While prices will no doubt stay higher for longer, Paulsen still expects the consumer-price index to slide to around 4% by year end as inflation-adjusted gross domestic product cools from 5.7% in 2021 to about 4%. Slowing growth and elevated inflation, but not quite a recipe for stagflation, he says.
The time to worry, Paulsen says, is when you see the most economically damaging aspects of high prices and slow growth. It’s when corporate profitability becomes compromised that things get hairy. Companies respond by cutting jobs, which then kicks off the kind of high unemployment that helped characterize the ’70s.
That sounds optimistic. Are others more worried?
The situation in Ukraine has unleashed derisking that implies bond markets are increasingly pricing in stagflation, says Lisa Shalett, chief investment officer at Morgan Stanley Wealth Management. U.S. inflation breakeven curves–which indicate market expectations for future inflation–have blown out, she says. Two-year inflation expectations are near 4% as nominal yield curves, at their flattest since the pandemic’s onset, reflect downbeat economic growth expectations.
“We remain wary of Fed policy uncertainty and execution; rebalancing of consumption; and inflation’s impact on profit margins,” suggesting lower multiples, weaker earnings revisions, and wider term premiums and credit spreads, Shalett says. She adds that is sensing complacency around the sustainability of operating profit leverage as demand was likely pulled forward by the pandemic and as nearly three-quarters of earnings guidance has so far been negative.

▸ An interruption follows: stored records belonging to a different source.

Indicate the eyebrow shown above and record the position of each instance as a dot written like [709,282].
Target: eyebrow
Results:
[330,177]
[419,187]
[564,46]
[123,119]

At MSCI, Daniel Szabo and Thomas Verbraken lay out a grim scenario, where the conflict in Ukraine continues and the West responds with multiple rounds of long-lasting sanctions. As energy prices surge to significantly higher levels, fears of supply-chain bottlenecks push up longer-term inflation expectations, further weaken business and consumer confidence and slow economic growth.
“In this scenario, central banks are caught between two fires and cannot postpone monetary tightening for very long,” they say, meaning stocks plunge, credit spreads rise, and the U.S. dollar gains versus the euro.
Could the Fed instead choose to protect growth over fighting inflation?
As it prepares to begin withdrawing extraordinary pandemic aid and lift interest rates this month, the Fed hopes to orchestrate a so-called soft landing and avoid a recession. Shalett thinks the central bank will prioritize protecting growth over defeating inflation, but she says walking back from its current projected policy path is ” hugely risky, setting the bar for a subsequent policy pivot very high.”
Ed Yardeni, president of Yardeni Research, has said he could see the Fed raising its inflation target to 3% from 2% in an effort to claim victory on inflation sooner and with less harm to growth–even if that is at the expense of faster price inflation over the longer term.
Where are the best places to turn?
Given mounting uncertainty over how inflation, recession, and stagflation will play out, Shalett recommends sticking with quality, strong cash flows and “earnings achievability” that isn’t fully priced. Financials, materials, energy, consumer services and healthcare look rife with opportunities, while domestic small-caps and emerging markets may enjoy longer-term valuation support, she says.
Paulsen of Leuthold Group says the odds favor the conflict in Ukraine ending relatively soon, meaning inflation sputters from current levels in the coming months. He thinks Australian and European stocks will be the biggest beneficiaries of peace, and his favorite play on such a scenario is to buy emerging markets–excluding China.
“As a stock investor, I love the combination of accelerated and intense fear with good economic and corporate fundamentals,” Paulsen says, suggesting investors also consider equal-weighted exchange-traded funds that effectively deliver small-cap cyclical exposure. That’s as opposed to market-cap weighted ETFs that are dominated by the likes of
As for full-blown stagflation, strategists say the best moves are into commodities. Boockvar of Bleakley Capital emphasizes metals as miners, oil companies and fertilizer manufacturers. Then there’s cash, which Boockvar says is probably–and unfortunately–the safest place to be during the kind of stagflationary stretch he says is already under way.